11 of 13 people found the following review helpful
This review is from: Sober is the New Black: A Then and Now Account of Life Beyond Booze (Kindle Edition)
I only give five star reviews to books which are life-changing. I also think that too many five star reviews on a book looks suspiciously like croneyism. But I did feel that this was a very good book, and should be read by anyone worried that alcohol might be taking centre stage in their lives.
This book shows very effectively how alcohol can insidiously, destructively and completely take over a life. Throughout it powerfully juxtaposes events in the author's life--business conferences, family holidays, book club meetings--when she was drinking, and after she stopped. There's always a risk with this sort of personal memoir that it can become egocentric and dull, but this one avoids that on two counts. First, because Rachel will resonate with so many readers as a typical working mother, someone they can relate to. Second, because it doesn't go too deeply into aspects of her life (we never learn the names of her children or her Other Half, or what job she does) and stays firmly focussed on the subject of alcohol.
I particularly liked the metaphor where the author compares lifelong abstinence with her mortgage. Both are burdens which look huge and terrifying when viewed as a whole, but are manageable and life-affirming on a day-to-day basis.

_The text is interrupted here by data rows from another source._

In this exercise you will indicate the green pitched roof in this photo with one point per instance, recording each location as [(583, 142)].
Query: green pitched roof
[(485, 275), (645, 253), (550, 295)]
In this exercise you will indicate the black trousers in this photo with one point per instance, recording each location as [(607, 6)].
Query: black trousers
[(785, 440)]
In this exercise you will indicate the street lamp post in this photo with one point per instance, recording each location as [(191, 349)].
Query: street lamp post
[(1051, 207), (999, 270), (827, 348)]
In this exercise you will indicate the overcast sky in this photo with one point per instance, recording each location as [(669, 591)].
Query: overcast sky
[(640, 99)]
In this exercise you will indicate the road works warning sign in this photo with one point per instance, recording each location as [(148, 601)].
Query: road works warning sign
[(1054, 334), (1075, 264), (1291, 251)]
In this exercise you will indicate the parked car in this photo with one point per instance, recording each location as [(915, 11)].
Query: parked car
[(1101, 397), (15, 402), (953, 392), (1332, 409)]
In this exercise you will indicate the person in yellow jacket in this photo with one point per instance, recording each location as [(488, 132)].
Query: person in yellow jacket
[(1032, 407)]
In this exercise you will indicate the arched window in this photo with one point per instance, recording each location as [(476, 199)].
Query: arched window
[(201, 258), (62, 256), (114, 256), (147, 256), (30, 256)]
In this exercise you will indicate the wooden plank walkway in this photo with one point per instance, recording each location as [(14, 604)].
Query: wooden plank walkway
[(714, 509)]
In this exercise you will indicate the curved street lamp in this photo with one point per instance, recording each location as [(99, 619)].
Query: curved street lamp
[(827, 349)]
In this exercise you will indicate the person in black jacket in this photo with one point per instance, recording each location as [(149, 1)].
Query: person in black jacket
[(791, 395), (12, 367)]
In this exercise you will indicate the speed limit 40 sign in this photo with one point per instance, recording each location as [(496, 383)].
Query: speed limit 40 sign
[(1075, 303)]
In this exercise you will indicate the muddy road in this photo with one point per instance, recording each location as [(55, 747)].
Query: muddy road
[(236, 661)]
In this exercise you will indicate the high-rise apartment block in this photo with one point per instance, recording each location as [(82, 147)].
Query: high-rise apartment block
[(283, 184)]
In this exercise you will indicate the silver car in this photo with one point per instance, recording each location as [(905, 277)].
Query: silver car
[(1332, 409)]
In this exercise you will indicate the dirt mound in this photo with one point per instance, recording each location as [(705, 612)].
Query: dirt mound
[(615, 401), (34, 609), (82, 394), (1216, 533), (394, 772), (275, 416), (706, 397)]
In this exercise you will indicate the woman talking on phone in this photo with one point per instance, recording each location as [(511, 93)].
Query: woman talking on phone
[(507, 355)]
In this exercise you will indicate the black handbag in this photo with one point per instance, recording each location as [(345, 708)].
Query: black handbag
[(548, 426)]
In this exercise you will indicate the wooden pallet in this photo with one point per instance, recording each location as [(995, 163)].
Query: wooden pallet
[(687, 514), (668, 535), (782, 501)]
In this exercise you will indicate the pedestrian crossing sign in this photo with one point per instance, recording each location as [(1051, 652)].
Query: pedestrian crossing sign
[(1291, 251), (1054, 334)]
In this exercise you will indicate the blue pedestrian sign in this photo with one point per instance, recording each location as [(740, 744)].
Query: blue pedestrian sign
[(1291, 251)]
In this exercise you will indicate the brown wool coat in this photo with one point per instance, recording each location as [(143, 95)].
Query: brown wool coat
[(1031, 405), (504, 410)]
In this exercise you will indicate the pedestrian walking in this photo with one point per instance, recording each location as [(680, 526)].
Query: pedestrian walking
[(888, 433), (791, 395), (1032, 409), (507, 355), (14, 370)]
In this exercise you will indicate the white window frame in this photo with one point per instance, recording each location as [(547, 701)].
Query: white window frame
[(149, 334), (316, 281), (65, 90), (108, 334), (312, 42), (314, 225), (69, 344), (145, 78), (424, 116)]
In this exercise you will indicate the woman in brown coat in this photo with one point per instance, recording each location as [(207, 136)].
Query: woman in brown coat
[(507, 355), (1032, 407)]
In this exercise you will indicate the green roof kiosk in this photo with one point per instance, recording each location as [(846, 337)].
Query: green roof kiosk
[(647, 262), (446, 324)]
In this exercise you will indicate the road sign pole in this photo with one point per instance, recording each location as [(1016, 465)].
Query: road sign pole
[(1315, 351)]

The book well written, interesting and not overlong, but for me its best feature is the overriding optimism and delight on every page. If it has one message, it's that the sober life is wonderful (I fully endorse that). Rachel was evidently taken by surprise to find how much better everything, from social events to Christmas, is when you're not focussing solely on wine and how to drink as much of it as possible without anyone noticing. That brightness and assurance shines throughout the book and lifts it above other "sobriety memoirs". In fact, I would say that it should be required reading for anyone starting their journey to an alcohol-free life, because it will reassure them that not only is it something they have to do, but the rewards are considerable, and almost immediate.